213 to 214 in the House. 47 to 52 in the Senate. Two votes, two days, two chambers — and the United States Congress has decided, for now, that it does not want the war-making authority the Constitution assigned to it.

On Thursday, the House of Representatives rejected the latest war powers resolution aimed at curtailing President Donald Trump’s ability to wage war against Iran. The margin was a single vote: 213 in favour, 214 against. One day earlier, the Senate dispatched a parallel measure by 52 to 47. Both votes fell largely along party lines.

The result: a legislature that has twice in one week declined to assert its constitutional prerogative to declare war during an active conflict that began when Trump joined Israel in striking Iran on February 28.

A Structural Surrender

The near-party-line votes tell a clear story. In the House, only one Republican — Thomas Massie, the resolution’s co-sponsor — voted to constrain the president’s war powers. One Democrat, Jared Golden, broke ranks to vote against. Warren Davidson, a Republican who had supported a similar resolution in March, voted “present.” Nancy Mace, who has publicly questioned the war’s cost, did not vote at all.

Three Democrats who opposed the March resolution — Juan Vargas, Greg Landsman, and Henry Cuellar — switched to support it this time, reflecting a hardening Democratic consensus that the president is operating beyond his constitutional authority.

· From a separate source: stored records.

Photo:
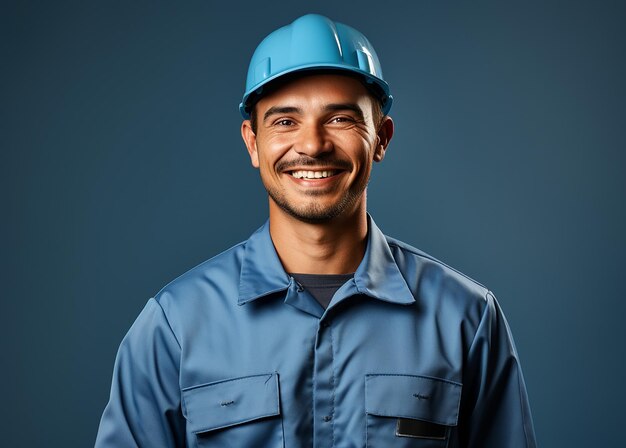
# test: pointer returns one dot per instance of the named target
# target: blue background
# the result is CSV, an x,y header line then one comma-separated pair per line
x,y
122,167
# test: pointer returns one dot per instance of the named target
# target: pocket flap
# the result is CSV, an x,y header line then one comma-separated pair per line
x,y
411,396
230,402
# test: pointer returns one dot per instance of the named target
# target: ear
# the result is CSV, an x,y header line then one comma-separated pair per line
x,y
383,137
249,138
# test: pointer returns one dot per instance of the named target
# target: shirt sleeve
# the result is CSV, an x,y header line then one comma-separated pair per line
x,y
495,405
144,409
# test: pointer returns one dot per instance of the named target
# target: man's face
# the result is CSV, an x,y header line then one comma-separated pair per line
x,y
315,144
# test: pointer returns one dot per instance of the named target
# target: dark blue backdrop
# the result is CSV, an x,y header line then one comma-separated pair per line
x,y
122,167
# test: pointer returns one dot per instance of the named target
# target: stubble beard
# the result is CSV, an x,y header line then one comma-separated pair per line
x,y
313,212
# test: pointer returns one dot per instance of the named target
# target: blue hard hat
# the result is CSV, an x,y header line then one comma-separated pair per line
x,y
313,42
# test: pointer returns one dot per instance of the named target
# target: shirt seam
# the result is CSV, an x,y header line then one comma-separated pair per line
x,y
420,254
167,321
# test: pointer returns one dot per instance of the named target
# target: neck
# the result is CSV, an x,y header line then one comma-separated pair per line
x,y
333,247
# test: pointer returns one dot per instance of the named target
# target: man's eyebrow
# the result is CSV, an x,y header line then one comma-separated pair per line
x,y
276,110
338,107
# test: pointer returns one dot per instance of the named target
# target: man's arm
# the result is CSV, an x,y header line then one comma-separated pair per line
x,y
144,406
495,410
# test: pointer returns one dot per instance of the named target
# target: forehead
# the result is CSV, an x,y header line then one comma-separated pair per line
x,y
316,89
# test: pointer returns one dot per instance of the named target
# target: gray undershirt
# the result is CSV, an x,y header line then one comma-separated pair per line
x,y
322,286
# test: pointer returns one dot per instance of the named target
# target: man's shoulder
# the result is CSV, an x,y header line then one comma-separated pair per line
x,y
223,268
417,264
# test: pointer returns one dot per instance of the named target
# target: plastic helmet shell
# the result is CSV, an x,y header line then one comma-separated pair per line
x,y
313,42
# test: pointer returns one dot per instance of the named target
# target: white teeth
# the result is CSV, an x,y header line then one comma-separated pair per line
x,y
312,174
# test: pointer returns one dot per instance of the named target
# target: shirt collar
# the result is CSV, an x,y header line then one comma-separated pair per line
x,y
378,275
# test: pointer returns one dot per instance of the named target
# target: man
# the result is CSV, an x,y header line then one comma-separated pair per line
x,y
318,331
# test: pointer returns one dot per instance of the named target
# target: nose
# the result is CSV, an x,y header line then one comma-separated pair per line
x,y
312,141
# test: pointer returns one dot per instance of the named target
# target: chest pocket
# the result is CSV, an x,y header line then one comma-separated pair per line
x,y
235,412
410,411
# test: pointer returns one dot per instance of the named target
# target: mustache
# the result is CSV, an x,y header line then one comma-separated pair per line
x,y
313,162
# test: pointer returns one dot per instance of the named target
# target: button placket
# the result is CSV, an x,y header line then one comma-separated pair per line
x,y
324,385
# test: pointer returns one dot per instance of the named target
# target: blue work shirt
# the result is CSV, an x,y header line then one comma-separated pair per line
x,y
234,353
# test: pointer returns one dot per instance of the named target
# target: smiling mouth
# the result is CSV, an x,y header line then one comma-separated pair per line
x,y
307,174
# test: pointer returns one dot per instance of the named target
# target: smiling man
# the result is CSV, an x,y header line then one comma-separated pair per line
x,y
318,331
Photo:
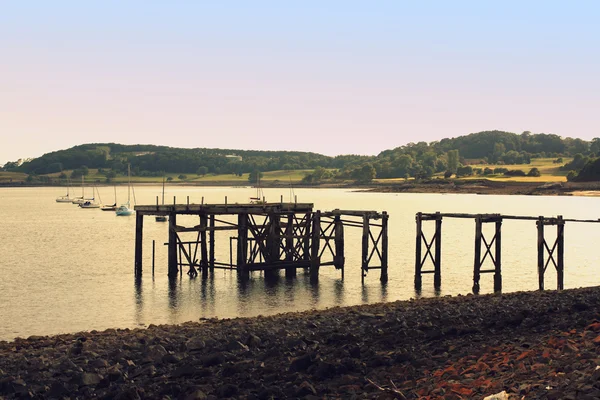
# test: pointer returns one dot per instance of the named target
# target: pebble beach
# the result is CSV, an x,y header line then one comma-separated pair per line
x,y
531,345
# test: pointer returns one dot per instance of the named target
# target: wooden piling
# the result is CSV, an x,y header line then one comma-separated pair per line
x,y
172,246
498,257
437,275
153,254
242,246
418,262
290,271
340,259
203,245
560,238
477,262
365,248
315,259
540,227
384,246
139,228
211,249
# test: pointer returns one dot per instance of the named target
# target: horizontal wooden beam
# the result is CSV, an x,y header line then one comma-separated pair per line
x,y
224,209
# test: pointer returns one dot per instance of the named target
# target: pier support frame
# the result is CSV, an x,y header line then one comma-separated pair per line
x,y
496,244
558,250
436,244
172,246
139,230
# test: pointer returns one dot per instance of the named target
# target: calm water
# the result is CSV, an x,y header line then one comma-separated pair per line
x,y
66,269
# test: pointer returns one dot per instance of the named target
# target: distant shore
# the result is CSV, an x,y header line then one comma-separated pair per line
x,y
532,345
467,186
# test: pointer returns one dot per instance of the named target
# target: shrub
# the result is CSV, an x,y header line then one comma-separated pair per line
x,y
515,172
534,172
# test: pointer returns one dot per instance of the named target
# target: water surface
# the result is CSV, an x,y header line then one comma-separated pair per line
x,y
66,269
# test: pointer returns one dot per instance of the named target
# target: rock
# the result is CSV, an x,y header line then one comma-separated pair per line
x,y
235,345
227,390
185,370
300,363
305,389
196,395
88,379
212,359
195,344
253,341
170,359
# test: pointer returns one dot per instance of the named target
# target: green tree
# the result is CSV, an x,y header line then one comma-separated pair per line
x,y
202,171
254,176
453,160
534,172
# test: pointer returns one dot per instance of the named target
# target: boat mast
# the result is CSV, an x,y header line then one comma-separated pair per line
x,y
128,181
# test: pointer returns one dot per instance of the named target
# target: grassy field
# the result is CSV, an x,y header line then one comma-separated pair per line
x,y
550,173
95,177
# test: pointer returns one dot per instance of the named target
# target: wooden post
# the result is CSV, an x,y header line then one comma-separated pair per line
x,y
242,246
418,264
211,249
172,247
384,245
560,238
365,248
139,228
340,257
307,235
498,257
153,253
203,245
437,275
477,262
540,226
289,246
315,261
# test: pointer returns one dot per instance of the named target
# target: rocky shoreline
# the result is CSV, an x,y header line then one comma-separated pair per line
x,y
531,345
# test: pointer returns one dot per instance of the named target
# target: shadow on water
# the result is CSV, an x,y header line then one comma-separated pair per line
x,y
139,300
174,292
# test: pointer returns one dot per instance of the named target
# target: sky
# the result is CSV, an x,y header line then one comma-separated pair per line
x,y
332,77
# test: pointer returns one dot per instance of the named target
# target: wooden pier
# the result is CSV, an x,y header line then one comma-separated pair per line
x,y
268,237
550,250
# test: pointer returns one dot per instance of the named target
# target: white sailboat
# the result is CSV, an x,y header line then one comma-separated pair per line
x,y
91,203
66,198
124,209
162,218
260,198
112,207
82,199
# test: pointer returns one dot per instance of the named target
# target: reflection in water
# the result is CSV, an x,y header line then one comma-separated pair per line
x,y
338,291
139,300
383,292
314,290
173,293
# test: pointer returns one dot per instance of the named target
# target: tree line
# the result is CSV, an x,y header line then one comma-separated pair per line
x,y
419,160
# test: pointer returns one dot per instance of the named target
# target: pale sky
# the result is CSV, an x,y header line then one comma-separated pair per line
x,y
333,77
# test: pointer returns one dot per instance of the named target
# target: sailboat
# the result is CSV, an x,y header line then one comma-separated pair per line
x,y
260,198
66,198
112,207
91,203
82,199
124,209
162,218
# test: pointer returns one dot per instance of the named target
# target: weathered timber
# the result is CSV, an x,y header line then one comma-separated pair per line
x,y
270,237
139,230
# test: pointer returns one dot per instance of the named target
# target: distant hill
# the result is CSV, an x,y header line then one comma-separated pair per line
x,y
419,160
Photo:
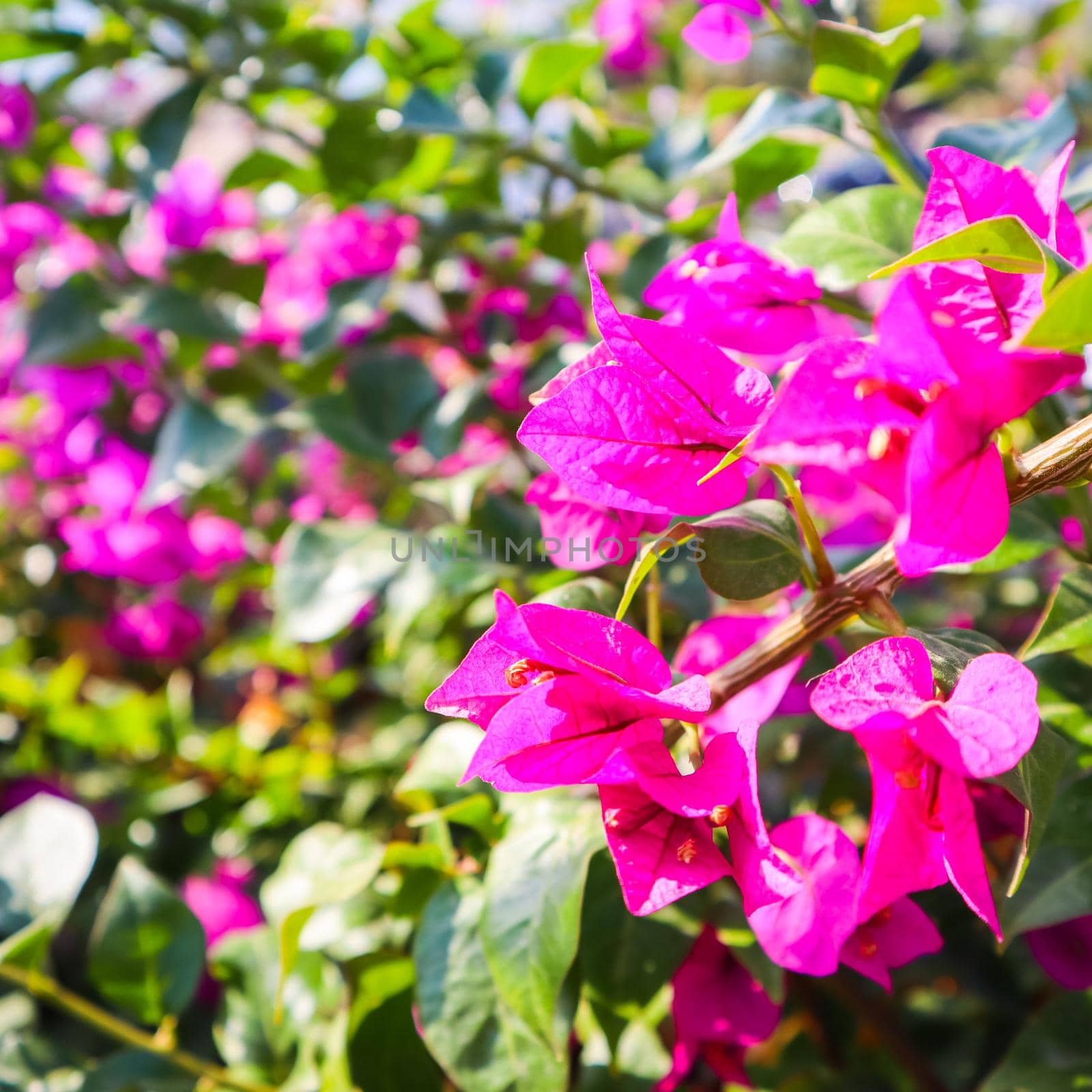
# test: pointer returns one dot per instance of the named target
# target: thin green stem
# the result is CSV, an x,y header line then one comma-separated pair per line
x,y
653,628
824,571
791,32
53,993
900,167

But that consolidation only underscored the partisan divide: nearly all Democrats voted to reclaim congressional power; nearly all Republicans voted to leave it with the president.

Representative Bill Foster, a Democrat, said after the vote that Congress must not “abdicate its power as a co-equal branch of government and let this rogue President continue to unilaterally wage war.”

Republican Brian Mast called the resolution “crazy,” pointing to a two-week ceasefire currently in effect through April 22, and argued that Democrats had not raised similar objections to military strikes under previous Democratic administrations.

What the World Sees

The votes landed during a fragile diplomatic moment. Ceasefire negotiations between the US and Iran are ongoing, with both sides signalling openness to another round of talks in Pakistan after initial discussions over the weekend failed to produce a breakthrough. Major unresolved issues include control of the Strait of Hormuz and the future of Iran’s nuclear programme.

Iran has insisted that any ceasefire must also cover Israel’s invasion of Lebanon. On Thursday, Trump announced a 10-day pause in fighting in Lebanon, brokered between the Israeli and Lebanese governments — though it was not immediately clear whether Hezbollah, the Iran-backed group at the centre of that conflict, had agreed.

Pentagon chief Pete Hegseth told reporters the same day that US forces were “maximally postured to restart combat operations, should this new Iranian regime choose poorly and not agree to a deal.” The Trump administration, he said, preferred diplomacy — but was prepared to resume attacks on Iran’s energy facilities.

For allies and adversaries watching from European capitals and Gulf states, the congressional votes send an unambiguous signal: the president has a free hand, and his legislature will not restrain him. In diplomatic terms, the US is negotiating with Iran from a position where one man controls both the military escalation and the congressional leash.

A Constitution Designed for the Opposite

The US Constitution grants Congress alone the power to declare war, while permitting the president to conduct military operations in cases of immediate self-defence. The Trump administration has argued that Iran’s actions since the 1979 revolution constitute an ongoing threat justifying military action under that framework. Critics counter that the February 28 strikes were unprovoked and violated international law.

The framers of the US Constitution explicitly designed the war powers clause to prevent a single individual from unilaterally dragging the nation into armed conflict. This week, both chambers of the legislature they created to serve as that check voted against exercising it — not because they lacked the votes to consider the question, but because a governing majority chose not to answer it.

The antiwar group Demand Progress criticised both parties after the House vote, noting that lawmakers had declined to act even after Trump posted on social media, shortly before the ceasefire was announced, that “A whole civilization will die tonight.”

“The American people overwhelmingly reject this war and want a diplomatic end to it,” said the group’s senior policy adviser, Cavan Kharrazian.

Whether that diplomatic end materialises may depend less on Congress than on negotiations in Pakistan and the durability of a ceasefire set to expire in less than a week. The legislature that was supposed to have a say in that outcome has removed itself from the conversation.